Frightening Authors Discuss the Scariest Tales They've Actually Read

Andrew Michael Hurley

A Chilling Tale from a master of suspense

I encountered this story years ago and it has lingered with me ever since. The titular vacationers turn out to be a couple urban dwellers, who occupy an identical isolated lakeside house each year. On this occasion, in place of heading back to urban life, they choose to lengthen their holiday for a month longer – a decision that to disturb everyone in the nearby town. All pass on a similar vague warning that nobody has lingered in the area past Labor Day. Regardless, they are resolved to not leave, and at that point things start to grow more bizarre. The man who delivers the kerosene refuses to sell to them. No one agrees to bring supplies to the cabin, and when they attempt to go to the village, the automobile won’t start. A tempest builds, the batteries within the device fade, and with the arrival of dusk, “the two old people huddled together within their rental and waited”. What could be this couple expecting? What do the townspeople know? Each occasion I read this author’s chilling and influential story, I recall that the top terror stems from the unspoken.

An Acclaimed Writer

Ringing the Changes by Robert Aickman

In this concise narrative a pair journey to a common beach community in which chimes sound constantly, an incessant ringing that is irritating and unexplainable. The initial truly frightening moment happens at night, as they opt to take a walk and they fail to see the sea. Sand is present, there is the odor of decaying seafood and salt, waves crash, but the sea appears spectral, or another thing and more dreadful. It is simply profoundly ominous and whenever I visit to a beach in the evening I recall this narrative that destroyed the sea at night in my view – positively.

The newlyweds – she’s very young, he’s not – return to the hotel and find out the cause of the ringing, through an extended episode of confinement, macabre revelry and demise and innocence encounters dance of death chaos. It is a disturbing reflection regarding craving and deterioration, two people aging together as spouses, the attachment and violence and gentleness in matrimony.

Not just the most frightening, but perhaps one of the best short stories in existence, and a personal favourite. I experienced it in the Spanish language, in the debut release of Aickman stories to be released in this country a decade ago.

Catriona Ward

A Dark Novel by an esteemed writer

I read this book by a pool overseas in 2020. Despite the sunshine I sensed an icy feeling within me. I also experienced the electricity of excitement. I was composing a new project, and I encountered a block. I wasn’t sure if it was possible any good way to compose certain terrifying elements the book contains. Reading Zombie, I saw that there was a way.

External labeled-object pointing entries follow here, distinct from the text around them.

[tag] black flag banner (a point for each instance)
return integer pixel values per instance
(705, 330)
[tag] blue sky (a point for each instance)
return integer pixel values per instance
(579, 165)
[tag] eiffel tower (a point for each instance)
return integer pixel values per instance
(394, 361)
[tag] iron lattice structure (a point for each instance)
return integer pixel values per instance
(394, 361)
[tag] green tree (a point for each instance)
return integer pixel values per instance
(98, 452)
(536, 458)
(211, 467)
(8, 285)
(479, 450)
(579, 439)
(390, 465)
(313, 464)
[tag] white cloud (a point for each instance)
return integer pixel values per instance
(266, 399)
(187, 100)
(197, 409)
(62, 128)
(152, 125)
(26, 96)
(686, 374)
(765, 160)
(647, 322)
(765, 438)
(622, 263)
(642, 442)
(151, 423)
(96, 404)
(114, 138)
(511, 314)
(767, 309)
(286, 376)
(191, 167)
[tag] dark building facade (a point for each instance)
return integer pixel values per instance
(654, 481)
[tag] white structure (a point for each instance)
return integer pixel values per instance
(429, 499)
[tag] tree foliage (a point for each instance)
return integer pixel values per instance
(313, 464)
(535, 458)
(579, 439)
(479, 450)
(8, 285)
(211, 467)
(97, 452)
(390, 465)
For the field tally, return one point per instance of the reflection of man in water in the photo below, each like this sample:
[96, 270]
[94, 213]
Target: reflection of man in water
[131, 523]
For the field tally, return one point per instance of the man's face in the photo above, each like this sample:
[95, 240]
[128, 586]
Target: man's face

Published in 1995, the novel is a grim journey into the thoughts of a criminal, the protagonist, modeled after Jeffrey Dahmer, the criminal who killed and cut apart 17 young men and boys in the Midwest over a decade. As is well-known, Dahmer was fixated with creating a submissive individual who would never leave with him and made many macabre trials to accomplish it.

The deeds the book depicts are terrible, but similarly terrifying is its emotional authenticity. The protagonist’s terrible, shattered existence is directly described in spare prose, names redacted. The reader is plunged stuck in his mind, obliged to see ideas and deeds that horrify. The strangeness of his psyche feels like a tangible impact – or getting lost on a desolate planet. Entering Zombie is not just reading and more like a physical journey. You are absorbed completely.

Daisy Johnson

White Is for Witching from a gifted writer

In my early years, I sleepwalked and eventually began suffering from bad dreams. On one occasion, the fear involved a vision during which I was stuck in a box and, when I woke up, I discovered that I had torn off a part off the window, trying to get out. That home was falling apart; when storms came the downstairs hall filled with water, maggots fell from the ceiling into the bedroom, and at one time a sizeable vermin ascended the window coverings in my sister’s room.

Once a companion handed me the story, I had moved out at my family home, but the narrative about the home perched on the cliffs appeared known to me, nostalgic as I felt. It’s a book about a haunted noisy, emotional house and a young woman who eats chalk from the shoreline. I adored the book so much and came back again and again to its pages, consistently uncovering {something

Paul Barry
Paul Barry

Elara is a seasoned sports analyst with over a decade of experience in betting strategies and market trends.